Wednesday, December 30, 2009

San Ramon Street Sighting - 1965 Chevrolet Impala

With General Motors in a state of constant turmoil and the parade of brands getting the axe, one nameplate sticks in everyone's mind when they think of GM: Chevrolet. It's easy to forget amid all the chaos of a really screwed-up economy that there were once brighter times.
Times were good for GM in 1965. Fullsize Chevys like this '65 Impala 283 accounted for 15% of ALL car sales in the United States that year. Chevy's fullsize lineup included the base-model Biscayne, midrange Bel Air and Impala, and top-of-the-line Caprice in its first appearance. Unlike previous model years, all '65 fullsize Chevys had six taillights (models lower than Impala received only four lights).
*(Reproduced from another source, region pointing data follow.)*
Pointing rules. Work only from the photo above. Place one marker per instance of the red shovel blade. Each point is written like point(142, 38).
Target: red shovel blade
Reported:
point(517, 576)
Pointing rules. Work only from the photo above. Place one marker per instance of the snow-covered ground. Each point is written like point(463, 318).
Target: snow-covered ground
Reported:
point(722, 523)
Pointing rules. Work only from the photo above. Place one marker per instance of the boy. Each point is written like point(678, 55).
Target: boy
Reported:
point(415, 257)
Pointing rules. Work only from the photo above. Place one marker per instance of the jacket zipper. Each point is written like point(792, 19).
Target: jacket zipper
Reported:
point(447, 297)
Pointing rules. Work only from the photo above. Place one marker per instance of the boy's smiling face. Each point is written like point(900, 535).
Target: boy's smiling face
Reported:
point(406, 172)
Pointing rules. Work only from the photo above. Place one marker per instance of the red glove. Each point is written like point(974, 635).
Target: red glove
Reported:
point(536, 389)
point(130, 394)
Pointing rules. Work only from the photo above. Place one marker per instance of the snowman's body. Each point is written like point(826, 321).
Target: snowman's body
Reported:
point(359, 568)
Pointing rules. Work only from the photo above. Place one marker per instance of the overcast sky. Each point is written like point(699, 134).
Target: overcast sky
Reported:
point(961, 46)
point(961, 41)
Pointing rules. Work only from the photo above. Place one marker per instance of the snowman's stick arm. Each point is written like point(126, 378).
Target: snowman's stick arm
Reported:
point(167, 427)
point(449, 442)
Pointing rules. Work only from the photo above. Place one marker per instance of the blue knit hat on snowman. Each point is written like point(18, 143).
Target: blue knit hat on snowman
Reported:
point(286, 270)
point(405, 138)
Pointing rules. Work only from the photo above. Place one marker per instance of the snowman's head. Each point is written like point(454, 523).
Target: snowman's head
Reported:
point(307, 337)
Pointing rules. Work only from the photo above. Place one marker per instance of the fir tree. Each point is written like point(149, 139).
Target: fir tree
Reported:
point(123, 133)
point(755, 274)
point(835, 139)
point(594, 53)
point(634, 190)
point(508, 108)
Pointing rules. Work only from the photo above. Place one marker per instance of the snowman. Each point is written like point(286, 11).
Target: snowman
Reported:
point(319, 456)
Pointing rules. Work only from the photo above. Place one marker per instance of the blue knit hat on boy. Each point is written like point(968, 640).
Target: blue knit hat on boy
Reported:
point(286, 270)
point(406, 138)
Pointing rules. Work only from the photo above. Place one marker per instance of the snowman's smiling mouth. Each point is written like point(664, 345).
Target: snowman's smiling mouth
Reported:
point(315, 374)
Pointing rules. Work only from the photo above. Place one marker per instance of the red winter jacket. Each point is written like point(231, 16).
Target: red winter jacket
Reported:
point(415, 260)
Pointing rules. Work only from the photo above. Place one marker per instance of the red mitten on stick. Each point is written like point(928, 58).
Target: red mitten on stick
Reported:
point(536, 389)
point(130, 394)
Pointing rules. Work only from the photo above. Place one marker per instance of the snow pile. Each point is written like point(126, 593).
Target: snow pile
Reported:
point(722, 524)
The design of the '65 model was basically all-new on the outside. The slab-sided early-60s models gave way to a Coke-bottle shape, at least in the rear quarters. The new car was sleeker and cleaner than the '64 it replaced. For some reason, though, the 1964 Impala would go on to be the favorite among the lowrider crowd. I always liked the look of both cars, though I questioned the placement of the taillights on the trunklid for a long time.
This one is equipped with the 283 cubic inch V8 engine, the base V8. You could get up to a 427 in these cars, and even that probably wasn't terribly quick. These weren't muscle cars. They were intended primarily for everyday use, cruising and carrying families. It's a great big car rolling on what appear to be very small wheels, but they're probably 14 or 15 inchers. I rather like the look of those five-spoke rims and skinny whitewalls on it. The car sports a stock aqua or blue vinyl interior, which looks good except for a small-diameter chain steering wheel straight out of a lowrider. I appreciate that the body has been kept stock and in good condition, with all badging and details in place, right down to the 283 badges. Most lowrider touches have wisely been avoided.
Okay buddy, lose the chain wheel and you've got a darned nice driver. Paint the faded red and black trim accents and you've got a real winner. Keep it clean!